Documentation
=============

When an HTML document is passed through the filter, we take note of
the browser resources referenced in the DOM.

  >>> document = """\
  ... <html>
  ...  <head>
  ...    <meta><title>Example page</title></meta>
  ...    <script type="text/javascript" src="foo.js"></script>
  ...    <script type="text/javascript" src="bar.js"></script>
  ...    <link type="text/css" href="foo.css" />
  ...    <style><!-- @import url(bar.css); --></style>
  ...  </head>
  ... </html>"""

To verify HTML output, we use lxml's doctest extension.
  
  >>> import lxml.html.usedoctest  

This document would be served by a WSGI application sitting in front
of the middleware. For testing purposes, we'll set up an application
function which lets us choose which content to serve using a simple
list structure.

  >>> app_data = [document, 'text/html']
  
  >>> def app(environ, start_response):
  ...     body, content_type = app_data[:2]
  ...     headers = app_data[2:]
  ...     start_response(
  ...         '200 OK', [('content-type', content_type),
  ...                    ('content-length', str(len(body)))] + headers)
  ...     return (body,)

  >>> from repoze.squeeze.processor import make_squeeze_middleware
  >>> middleware = make_squeeze_middleware(
  ...     app, None, url_prefix='squeeze', cache_dir=cache_dir)

To verify results, we'll catch the WSGI responses in a list.

  >>> response = []
  >>> def start_response(*args):
  ...     response.append(args)

The first time we run the document through the middleware, we don't
expect any action to happen because we have not yet requested the
actual resources (so we couldn't possibly merge them).

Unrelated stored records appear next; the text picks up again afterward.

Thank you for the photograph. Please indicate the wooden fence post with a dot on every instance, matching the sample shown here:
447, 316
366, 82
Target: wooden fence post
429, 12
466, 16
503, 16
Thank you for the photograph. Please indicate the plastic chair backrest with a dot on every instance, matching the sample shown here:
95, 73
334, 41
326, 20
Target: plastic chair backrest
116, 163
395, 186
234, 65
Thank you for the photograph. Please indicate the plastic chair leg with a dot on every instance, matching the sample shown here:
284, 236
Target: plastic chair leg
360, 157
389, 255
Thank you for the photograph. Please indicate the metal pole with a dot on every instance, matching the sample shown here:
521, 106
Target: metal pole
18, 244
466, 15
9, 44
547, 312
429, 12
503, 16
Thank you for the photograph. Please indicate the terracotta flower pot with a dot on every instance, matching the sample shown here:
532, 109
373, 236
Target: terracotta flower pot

  >>> from webob import Request
  >>> environ = Request.blank("/foo.html").environ
  >>> print "".join(middleware(environ, start_response))
  <html>
    <head>
      <meta>
      <title>Example page</title>
      <script type="text/javascript" src="foo.js"></script>
      <script type="text/javascript" src="bar.js"></script>
      <link href="foo.css" type="text/css">
      <style><!-- @import url(bar.css); --></style>
    </head>
  </html>

Request the four resources that our example document references.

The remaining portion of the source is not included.